Öykü türünde edebiyatımızın önde gelen isimlerinden olan Rasim Özdenören'in deneme türündeki eserleri de edebiyatımızda büyük ses getirmiştir. Biz bu yazımızda Rasim Özdenören'in çeşitli zamanlarda kaleme aldığı deneme türündeki yazılarının bir araya toplandığı “Edebiyat ve Hayat” adlı kitabını ele alıp bu eserden alıntılar paylaşacağız.

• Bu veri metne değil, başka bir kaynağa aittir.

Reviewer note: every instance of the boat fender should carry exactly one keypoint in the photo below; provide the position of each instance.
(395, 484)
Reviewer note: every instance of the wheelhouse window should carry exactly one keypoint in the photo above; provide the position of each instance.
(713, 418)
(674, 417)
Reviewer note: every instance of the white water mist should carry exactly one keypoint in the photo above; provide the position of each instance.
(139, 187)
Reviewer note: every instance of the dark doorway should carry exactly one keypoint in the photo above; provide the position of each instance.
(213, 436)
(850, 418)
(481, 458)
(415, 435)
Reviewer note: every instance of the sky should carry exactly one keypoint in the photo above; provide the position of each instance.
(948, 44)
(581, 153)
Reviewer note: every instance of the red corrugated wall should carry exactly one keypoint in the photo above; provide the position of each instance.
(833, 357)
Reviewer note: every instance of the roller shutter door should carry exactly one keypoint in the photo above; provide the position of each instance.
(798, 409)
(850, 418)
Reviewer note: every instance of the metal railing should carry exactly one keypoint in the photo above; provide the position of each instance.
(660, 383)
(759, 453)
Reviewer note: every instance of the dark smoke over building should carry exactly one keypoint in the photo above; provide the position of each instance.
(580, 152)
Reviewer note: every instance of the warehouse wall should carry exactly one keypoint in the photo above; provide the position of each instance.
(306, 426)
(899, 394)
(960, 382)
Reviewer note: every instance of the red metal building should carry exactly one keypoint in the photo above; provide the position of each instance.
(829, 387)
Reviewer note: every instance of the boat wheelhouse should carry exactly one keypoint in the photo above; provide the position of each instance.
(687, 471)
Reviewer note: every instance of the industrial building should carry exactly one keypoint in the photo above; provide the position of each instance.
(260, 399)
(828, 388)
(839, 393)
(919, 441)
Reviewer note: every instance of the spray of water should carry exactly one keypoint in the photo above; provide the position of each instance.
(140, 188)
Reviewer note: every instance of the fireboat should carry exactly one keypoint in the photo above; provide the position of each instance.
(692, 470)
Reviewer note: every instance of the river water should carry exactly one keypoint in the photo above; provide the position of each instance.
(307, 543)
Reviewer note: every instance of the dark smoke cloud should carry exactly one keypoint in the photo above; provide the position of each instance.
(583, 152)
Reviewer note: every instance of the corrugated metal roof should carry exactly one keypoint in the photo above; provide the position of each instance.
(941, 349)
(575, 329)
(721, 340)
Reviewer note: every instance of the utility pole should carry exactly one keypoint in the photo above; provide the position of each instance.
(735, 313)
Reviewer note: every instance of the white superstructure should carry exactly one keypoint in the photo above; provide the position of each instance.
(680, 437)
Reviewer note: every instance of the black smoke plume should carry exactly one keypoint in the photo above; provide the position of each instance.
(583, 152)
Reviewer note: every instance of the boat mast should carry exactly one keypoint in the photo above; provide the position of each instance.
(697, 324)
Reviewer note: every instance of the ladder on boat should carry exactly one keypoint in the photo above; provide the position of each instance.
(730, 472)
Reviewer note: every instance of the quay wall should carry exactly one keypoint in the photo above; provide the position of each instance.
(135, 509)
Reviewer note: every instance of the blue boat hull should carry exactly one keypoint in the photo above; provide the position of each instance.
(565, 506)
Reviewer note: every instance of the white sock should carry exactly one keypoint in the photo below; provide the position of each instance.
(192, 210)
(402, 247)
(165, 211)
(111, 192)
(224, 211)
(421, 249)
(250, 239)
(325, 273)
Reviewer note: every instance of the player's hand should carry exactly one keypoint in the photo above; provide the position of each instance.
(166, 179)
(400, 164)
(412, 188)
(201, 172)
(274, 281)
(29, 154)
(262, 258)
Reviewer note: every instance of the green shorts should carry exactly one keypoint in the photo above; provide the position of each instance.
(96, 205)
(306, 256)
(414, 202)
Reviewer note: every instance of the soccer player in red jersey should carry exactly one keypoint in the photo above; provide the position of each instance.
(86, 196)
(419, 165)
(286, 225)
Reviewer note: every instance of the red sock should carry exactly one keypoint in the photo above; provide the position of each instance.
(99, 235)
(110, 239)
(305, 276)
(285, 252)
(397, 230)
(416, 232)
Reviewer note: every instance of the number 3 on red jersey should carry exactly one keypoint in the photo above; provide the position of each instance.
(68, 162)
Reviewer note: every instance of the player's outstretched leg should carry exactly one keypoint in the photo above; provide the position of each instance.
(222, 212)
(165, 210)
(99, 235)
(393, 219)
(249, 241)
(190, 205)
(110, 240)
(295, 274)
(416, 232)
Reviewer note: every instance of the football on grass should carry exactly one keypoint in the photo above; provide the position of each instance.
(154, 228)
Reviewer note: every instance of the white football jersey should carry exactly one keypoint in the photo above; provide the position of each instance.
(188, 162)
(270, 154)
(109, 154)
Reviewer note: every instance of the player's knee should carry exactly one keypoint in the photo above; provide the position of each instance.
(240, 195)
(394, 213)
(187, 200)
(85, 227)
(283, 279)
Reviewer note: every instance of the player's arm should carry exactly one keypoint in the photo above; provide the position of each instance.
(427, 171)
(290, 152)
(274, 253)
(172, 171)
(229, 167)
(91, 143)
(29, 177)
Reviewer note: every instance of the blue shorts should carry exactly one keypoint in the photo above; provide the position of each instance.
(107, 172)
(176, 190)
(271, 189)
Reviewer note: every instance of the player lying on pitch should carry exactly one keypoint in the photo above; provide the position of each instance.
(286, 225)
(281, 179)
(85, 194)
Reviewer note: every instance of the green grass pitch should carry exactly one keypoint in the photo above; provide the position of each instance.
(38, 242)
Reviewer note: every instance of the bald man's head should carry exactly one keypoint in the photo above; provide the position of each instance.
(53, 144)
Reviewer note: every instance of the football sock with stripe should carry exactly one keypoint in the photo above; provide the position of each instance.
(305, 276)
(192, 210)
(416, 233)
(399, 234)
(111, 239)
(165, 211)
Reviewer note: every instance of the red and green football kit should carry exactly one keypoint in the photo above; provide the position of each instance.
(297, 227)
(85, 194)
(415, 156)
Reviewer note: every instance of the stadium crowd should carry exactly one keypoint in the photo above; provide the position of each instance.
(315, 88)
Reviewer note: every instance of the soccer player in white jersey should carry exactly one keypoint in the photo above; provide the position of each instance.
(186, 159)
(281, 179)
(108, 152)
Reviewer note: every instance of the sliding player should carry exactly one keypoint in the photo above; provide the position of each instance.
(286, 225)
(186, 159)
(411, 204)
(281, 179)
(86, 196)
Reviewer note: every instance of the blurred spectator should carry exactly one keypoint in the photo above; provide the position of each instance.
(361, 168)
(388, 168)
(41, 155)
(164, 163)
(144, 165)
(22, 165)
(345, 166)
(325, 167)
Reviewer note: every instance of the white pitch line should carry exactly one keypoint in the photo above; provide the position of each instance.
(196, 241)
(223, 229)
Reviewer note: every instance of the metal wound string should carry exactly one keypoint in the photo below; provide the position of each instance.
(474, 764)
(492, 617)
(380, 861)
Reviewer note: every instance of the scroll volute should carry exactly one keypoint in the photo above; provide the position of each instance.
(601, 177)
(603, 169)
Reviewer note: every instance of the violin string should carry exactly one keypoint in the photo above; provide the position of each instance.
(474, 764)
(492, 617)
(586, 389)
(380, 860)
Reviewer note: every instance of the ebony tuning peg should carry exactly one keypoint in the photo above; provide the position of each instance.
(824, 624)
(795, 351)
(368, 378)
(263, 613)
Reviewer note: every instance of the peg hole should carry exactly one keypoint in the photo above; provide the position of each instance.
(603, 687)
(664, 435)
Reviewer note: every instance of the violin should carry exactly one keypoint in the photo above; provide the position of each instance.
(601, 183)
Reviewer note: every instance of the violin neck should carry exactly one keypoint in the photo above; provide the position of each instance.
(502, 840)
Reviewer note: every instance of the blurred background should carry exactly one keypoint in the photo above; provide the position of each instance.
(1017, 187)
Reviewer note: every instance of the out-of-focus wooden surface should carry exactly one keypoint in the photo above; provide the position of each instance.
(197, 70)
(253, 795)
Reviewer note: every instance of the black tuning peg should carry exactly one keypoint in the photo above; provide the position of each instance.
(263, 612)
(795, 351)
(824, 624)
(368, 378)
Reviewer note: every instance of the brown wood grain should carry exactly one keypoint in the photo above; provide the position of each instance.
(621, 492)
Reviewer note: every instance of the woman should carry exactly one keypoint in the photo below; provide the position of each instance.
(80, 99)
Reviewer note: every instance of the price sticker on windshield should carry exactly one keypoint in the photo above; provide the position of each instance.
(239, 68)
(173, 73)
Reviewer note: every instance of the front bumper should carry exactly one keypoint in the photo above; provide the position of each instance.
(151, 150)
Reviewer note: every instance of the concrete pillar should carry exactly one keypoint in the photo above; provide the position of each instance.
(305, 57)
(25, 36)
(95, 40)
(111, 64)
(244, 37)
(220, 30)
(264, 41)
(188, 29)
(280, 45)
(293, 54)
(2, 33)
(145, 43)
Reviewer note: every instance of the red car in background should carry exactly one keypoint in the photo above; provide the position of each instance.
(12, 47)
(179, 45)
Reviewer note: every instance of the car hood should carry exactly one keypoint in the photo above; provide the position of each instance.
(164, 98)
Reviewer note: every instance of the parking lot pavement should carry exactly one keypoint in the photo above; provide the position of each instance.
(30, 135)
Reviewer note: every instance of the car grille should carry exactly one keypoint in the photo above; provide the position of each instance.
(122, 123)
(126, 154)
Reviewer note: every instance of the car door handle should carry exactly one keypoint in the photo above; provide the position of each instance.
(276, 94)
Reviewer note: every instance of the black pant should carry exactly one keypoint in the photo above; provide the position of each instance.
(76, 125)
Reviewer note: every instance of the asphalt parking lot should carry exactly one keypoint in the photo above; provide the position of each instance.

İnceleyeceğimiz “Edebiyat ve Hayat” adlı kitapta Rasim Özdenören’in sanat, edebiyat ve hayat üzerine çeşitli zamanlarda kaleme aldığı birbirinden bağımsız ama aynı zamanda kendi içinde de bir bütünlük oluşturan yazıları var. Rasim Özdenören’in “Edebiyat ve Hayat” adlı eserini biz “deneme seçkisi” olarak da değerlendirebiliriz. Edebiyatın gücü, edebiyatın insanlar üzerindeki etkisi, roman, öykü ve şiir üzerine tespitlerin olduğu bu eserde Özdenören, yazmanın bir sanat olduğuna ve yazı yazmanın inceliklerine de dikkat çekiyor. Edebiyatın her şey olmadığını ancak edebiyatsız da kalınmayacağını vurgulayan Rasim Özdenören “Edebiyat Her Şey Değil Ama...” başlıklı yazısında şunları dile getiriyor:

 

“Ne her şeyi edebiyattan bekleyecek kadar budala olmalıyız, ne onu büsbütün yok sayacak kadar kavrayış yoksunu...

(...)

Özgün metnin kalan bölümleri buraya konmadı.